Scan Findings in Context
[system-prompt-override] expected: The pre-scan flagged 'system-prompt-override' in SKILL.md. The code explicitly constructs system prompts for the LLM (e.g., forcing strict JSON output), which is expected behavior for an LLM-driven analyzer. This pattern can be legitimate here, but it is also the mechanism by which a skill can try to coerce model behavior; review the prompts and ensure they don't instruct the model to ignore host policies or exfiltrate data.
What to consider before installing
What to consider before installing:
- Metadata mismatch: The registry lists no required env vars, but the code expects and uses LLM API keys (GROQ_API_KEY, ANTHROPIC_API_KEY, GOOGLE_API_KEY) and a TAVILY_API_KEY. Do not provide production secrets until you confirm which keys are actually needed.

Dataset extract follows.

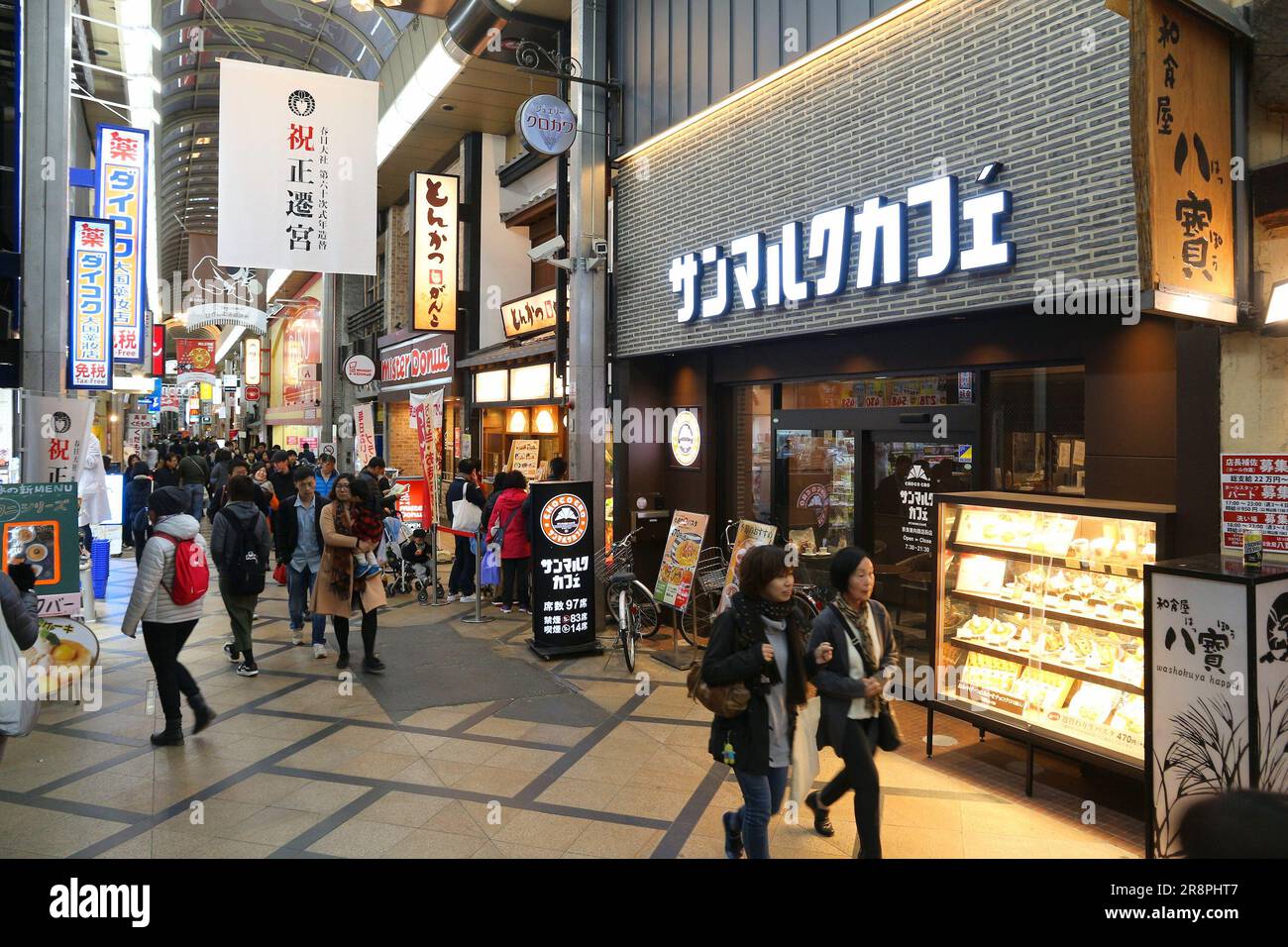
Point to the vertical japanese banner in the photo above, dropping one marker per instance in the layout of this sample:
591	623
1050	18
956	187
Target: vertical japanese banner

- .env loading: The code explicitly loads ../.env. That will read any secrets placed there; avoid sharing a .env containing unrelated credentials. Prefer running in a disposable/sandbox environment.

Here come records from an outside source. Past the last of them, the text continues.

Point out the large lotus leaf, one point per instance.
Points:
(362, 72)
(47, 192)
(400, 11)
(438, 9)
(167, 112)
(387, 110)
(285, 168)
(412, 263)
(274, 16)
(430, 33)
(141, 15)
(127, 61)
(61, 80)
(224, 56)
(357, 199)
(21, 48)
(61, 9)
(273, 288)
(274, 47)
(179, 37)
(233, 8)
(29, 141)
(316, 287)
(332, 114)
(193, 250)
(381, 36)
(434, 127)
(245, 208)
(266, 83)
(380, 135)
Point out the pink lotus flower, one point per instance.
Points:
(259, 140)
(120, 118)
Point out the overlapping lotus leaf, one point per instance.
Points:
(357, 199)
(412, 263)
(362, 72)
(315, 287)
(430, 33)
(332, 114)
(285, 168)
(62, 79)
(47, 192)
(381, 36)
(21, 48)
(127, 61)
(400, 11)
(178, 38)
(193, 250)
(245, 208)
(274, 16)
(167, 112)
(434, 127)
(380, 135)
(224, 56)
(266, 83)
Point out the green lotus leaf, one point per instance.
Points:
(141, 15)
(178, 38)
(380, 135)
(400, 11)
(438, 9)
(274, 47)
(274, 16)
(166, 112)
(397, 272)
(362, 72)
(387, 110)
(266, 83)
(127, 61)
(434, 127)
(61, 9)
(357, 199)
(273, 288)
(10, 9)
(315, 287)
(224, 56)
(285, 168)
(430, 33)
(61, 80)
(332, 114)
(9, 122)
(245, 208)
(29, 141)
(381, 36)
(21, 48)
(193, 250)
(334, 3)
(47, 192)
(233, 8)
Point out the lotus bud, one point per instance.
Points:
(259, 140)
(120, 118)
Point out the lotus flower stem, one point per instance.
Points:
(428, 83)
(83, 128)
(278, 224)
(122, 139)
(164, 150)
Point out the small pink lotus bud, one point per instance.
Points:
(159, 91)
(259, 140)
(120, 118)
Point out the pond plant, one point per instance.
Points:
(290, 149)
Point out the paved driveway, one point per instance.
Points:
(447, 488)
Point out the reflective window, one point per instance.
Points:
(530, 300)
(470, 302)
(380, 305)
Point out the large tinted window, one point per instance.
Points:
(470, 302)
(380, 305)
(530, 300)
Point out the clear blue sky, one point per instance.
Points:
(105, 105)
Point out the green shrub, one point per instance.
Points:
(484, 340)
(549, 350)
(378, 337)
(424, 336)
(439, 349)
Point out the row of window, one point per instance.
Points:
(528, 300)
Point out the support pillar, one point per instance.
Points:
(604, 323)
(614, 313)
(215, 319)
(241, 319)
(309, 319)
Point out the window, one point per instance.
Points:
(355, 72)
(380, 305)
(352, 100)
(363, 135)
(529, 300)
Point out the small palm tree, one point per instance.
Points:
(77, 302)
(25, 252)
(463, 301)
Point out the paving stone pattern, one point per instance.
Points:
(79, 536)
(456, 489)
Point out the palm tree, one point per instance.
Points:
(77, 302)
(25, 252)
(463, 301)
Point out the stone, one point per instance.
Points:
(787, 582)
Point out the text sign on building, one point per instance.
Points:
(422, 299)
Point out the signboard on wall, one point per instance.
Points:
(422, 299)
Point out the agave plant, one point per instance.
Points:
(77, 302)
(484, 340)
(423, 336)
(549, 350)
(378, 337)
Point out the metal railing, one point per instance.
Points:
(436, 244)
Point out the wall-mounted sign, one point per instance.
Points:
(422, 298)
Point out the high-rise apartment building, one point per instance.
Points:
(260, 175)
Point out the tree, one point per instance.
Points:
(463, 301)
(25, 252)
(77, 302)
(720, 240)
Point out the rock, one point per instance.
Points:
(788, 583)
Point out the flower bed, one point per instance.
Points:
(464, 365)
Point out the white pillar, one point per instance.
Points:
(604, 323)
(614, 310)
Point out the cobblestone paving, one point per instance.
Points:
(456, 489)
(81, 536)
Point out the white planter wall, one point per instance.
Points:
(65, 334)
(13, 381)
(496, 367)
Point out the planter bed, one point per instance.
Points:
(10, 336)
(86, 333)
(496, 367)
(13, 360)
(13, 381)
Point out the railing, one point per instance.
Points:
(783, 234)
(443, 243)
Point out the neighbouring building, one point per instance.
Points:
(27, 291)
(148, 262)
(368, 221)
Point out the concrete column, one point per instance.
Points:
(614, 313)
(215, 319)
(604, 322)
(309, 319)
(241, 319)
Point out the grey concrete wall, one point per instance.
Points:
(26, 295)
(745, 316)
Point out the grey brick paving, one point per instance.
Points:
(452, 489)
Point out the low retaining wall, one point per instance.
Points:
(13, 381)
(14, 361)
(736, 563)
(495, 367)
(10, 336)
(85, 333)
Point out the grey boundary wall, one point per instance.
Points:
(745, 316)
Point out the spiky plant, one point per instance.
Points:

- Network calls: The agent calls external services (CoinGecko, Tavily, and LLM provider APIs). Confirm you trust those endpoints and the privacy of any data you send (news text, token names, and any contextual logs).
- Logging: The code logs API key presence and provider names; logs may expose metadata about your keys. Consider removing or redacting such logging before running in production.
- Dependencies: Installation will pull packages from npm (openai, @anthropic-ai/sdk, dotenv). Audit dependencies or install in an isolated environment.
- Prompt behavior: The skill forces strict JSON system prompts to the LLM. This is normal for structured output but could be abused to coerce models; review the system prompts in analyzer.ts to ensure they do not request data exfiltration or to override host policies.
Recommended actions:
1) Inspect and sanitize the .env.example and any .env you plan to use; only include the minimal keys needed.
2) Run the skill in a sandboxed environment (no access to sensitive .env or production networks) and monitor outbound traffic.
3) If you intend to use your own LLM keys, prefer creating dedicated limited-permission API keys.
4) Ask the publisher to update registry metadata to declare required env vars and to remove any logging of secret presence.
Given the undisclosed secret access and metadata mismatch, treat this skill as suspicious until those issues are resolved.